La Sinistra italiana ha sempre avuto un problema a relazionarsi e a riconoscere l’ “Altro”. In politica la diversità nasconde qualcosa di orribile che induce irrefrenabile ribrezzo.

Bertjan Pot

L’ antagonista non è un tale che la pensa diversamente ma solo un “servo”. Ora del capitale, ora delle televisioni; ora buffo, ora spregevole ma sempre servo ottenebrato.

Cio’ è molto rassicurante poiché consente di pensarsi come “la parte migliore del paese”.

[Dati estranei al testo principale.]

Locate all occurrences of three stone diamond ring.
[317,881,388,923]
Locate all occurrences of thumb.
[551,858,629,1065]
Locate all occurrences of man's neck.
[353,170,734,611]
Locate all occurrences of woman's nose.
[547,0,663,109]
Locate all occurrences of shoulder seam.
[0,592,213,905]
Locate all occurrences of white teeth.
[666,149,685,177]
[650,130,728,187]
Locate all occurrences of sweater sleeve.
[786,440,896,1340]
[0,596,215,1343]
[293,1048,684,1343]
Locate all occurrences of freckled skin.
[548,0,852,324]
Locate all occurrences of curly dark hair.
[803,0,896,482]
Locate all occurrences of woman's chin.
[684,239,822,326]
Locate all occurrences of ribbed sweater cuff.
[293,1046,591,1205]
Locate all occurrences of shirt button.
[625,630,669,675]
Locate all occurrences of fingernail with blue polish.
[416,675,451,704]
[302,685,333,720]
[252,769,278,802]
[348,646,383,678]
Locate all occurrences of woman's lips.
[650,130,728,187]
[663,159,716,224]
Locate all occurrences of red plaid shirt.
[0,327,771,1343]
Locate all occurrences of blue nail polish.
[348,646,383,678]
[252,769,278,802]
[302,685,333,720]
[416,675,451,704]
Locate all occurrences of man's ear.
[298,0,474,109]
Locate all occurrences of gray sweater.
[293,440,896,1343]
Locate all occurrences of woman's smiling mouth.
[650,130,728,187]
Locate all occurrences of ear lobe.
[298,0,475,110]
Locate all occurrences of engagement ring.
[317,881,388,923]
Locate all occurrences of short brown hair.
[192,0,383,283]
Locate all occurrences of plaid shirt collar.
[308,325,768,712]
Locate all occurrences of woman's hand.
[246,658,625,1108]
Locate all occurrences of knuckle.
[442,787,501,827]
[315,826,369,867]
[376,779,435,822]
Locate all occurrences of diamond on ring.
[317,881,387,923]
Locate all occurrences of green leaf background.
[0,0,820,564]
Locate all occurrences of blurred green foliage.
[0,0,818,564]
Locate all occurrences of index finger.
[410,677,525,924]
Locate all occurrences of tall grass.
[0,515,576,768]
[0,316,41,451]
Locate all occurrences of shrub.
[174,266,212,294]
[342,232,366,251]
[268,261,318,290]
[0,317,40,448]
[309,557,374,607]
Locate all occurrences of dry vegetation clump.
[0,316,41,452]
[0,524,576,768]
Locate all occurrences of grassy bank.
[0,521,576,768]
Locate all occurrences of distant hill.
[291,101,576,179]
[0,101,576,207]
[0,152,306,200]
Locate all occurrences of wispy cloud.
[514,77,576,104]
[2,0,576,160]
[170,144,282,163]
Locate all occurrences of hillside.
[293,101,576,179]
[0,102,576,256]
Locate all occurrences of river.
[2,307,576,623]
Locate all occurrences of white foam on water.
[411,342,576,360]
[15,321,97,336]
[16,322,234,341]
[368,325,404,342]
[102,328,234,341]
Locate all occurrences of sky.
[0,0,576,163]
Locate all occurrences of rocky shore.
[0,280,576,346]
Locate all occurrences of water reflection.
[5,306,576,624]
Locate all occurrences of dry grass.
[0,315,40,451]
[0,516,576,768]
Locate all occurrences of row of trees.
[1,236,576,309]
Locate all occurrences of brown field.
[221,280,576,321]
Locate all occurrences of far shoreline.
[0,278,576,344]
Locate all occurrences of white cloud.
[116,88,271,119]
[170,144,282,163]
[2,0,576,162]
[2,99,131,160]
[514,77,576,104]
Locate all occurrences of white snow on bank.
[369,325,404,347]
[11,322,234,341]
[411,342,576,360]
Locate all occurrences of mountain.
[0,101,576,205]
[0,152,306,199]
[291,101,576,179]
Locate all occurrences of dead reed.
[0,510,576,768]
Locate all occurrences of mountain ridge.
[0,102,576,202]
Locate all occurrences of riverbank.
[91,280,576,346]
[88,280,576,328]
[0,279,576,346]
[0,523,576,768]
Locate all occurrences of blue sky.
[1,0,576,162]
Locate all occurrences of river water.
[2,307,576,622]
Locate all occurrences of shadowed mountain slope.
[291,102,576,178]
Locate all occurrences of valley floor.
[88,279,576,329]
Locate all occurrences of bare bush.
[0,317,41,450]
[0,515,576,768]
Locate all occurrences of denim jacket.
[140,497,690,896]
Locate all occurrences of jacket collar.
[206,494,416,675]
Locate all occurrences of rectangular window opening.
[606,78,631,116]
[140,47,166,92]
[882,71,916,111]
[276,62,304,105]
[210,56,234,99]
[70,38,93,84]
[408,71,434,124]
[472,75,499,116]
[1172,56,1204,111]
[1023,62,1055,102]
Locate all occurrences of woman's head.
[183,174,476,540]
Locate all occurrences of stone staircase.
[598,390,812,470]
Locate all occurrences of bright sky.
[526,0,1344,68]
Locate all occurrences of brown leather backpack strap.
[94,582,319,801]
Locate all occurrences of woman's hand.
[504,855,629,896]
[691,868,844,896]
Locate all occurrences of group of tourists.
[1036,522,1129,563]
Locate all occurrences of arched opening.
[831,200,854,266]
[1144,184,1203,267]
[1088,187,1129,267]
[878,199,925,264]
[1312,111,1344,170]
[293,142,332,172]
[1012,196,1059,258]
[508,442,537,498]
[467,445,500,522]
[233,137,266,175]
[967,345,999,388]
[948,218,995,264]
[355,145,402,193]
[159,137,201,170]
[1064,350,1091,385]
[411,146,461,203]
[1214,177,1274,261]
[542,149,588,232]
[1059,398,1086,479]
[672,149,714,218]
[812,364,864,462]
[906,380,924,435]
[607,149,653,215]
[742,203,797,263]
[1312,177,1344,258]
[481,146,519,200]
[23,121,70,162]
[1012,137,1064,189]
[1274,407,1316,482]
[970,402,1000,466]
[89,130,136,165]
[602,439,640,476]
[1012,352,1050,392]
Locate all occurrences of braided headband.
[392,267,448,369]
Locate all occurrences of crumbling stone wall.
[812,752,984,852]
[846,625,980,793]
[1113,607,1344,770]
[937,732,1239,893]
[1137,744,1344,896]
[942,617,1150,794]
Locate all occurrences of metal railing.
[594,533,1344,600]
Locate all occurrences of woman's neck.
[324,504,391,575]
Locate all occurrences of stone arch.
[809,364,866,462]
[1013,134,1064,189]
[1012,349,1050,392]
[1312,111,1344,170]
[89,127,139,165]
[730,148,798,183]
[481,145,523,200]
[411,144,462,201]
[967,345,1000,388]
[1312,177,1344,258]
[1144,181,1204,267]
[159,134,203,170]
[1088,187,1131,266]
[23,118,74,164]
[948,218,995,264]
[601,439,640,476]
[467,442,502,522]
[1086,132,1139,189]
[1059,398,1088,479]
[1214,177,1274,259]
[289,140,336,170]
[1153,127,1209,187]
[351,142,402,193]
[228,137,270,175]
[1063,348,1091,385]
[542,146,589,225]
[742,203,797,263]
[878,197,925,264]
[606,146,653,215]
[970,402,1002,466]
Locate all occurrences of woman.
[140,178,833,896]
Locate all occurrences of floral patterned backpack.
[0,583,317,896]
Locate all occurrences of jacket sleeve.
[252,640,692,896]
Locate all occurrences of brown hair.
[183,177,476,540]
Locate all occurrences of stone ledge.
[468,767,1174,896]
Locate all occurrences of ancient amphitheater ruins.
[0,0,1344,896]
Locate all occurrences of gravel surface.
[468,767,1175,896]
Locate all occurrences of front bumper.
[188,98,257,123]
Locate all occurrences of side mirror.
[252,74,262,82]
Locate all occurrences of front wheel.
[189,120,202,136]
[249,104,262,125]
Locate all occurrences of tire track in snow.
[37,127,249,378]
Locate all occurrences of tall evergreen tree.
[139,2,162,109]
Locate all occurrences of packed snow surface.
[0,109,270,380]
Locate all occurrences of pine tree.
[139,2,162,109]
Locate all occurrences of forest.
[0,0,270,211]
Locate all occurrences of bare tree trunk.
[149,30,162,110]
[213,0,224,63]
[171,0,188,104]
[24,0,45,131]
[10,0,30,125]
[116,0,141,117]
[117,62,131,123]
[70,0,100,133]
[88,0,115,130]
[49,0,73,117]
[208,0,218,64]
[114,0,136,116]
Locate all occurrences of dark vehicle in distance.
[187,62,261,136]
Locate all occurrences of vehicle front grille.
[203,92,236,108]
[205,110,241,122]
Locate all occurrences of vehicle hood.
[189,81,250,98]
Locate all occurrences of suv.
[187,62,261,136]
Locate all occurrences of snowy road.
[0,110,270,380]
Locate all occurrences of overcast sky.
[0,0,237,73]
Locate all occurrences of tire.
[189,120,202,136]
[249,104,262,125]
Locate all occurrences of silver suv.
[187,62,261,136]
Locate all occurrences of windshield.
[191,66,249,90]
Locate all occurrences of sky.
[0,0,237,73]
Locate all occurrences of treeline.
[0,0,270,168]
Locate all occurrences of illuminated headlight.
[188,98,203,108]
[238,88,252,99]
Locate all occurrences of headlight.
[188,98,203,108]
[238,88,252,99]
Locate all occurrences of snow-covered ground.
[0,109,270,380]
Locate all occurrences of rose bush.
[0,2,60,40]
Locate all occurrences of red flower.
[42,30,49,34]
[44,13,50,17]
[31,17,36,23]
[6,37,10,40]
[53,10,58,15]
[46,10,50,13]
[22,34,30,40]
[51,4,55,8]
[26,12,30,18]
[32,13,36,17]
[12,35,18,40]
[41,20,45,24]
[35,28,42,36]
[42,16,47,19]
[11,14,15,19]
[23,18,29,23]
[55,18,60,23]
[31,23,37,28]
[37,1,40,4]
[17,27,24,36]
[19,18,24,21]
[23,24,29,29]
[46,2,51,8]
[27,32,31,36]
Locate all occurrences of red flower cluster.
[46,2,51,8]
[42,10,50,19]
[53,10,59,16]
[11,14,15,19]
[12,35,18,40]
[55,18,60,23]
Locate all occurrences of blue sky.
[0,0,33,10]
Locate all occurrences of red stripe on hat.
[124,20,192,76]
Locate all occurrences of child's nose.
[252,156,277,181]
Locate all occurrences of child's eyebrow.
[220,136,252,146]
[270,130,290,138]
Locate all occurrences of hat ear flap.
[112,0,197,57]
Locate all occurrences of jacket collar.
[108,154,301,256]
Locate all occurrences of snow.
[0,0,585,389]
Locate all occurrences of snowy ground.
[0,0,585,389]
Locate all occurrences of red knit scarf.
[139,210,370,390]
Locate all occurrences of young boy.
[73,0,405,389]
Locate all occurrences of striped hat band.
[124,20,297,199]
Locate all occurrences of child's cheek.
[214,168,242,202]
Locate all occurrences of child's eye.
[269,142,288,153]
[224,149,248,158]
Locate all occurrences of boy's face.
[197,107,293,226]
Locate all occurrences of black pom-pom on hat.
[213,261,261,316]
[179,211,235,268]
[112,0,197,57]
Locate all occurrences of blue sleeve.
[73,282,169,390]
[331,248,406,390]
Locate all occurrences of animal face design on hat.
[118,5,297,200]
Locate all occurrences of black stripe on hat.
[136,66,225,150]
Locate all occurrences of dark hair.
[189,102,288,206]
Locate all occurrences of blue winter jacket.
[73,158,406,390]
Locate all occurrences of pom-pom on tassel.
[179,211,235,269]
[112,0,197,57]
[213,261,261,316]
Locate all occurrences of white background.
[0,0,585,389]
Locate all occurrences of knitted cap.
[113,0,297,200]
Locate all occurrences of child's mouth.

Questo sentimento, a metà tra spocchia e misantropia, spesso è incosciente, altre volte addirittura formulato e rivendicato a chiare lettere, come nel caso del suo teorizzatore più recente, Umberto Eco:

… secondo cui gli elettori di centro-destra rientrerebbero in due categorie: l’Elettorato Motivato, che vota in base a interessi egoistici e ai propri pregiudizi contro stranieri e meridionali, e l’Elettorato Affascinato «che ha fondato il proprio sistema di valori sull’educazione strisciante
impartita da decenni dalle televisioni, e non solo da quelle di Berlusconi». Due elettorati ai quali non avrebbe neppure senso parlare, visto che non si informano leggendo i giornali seri e «salendo in treno comperano indifferentemente una rivista di destra o di sinistra purché ci sia un sedere in copertina»…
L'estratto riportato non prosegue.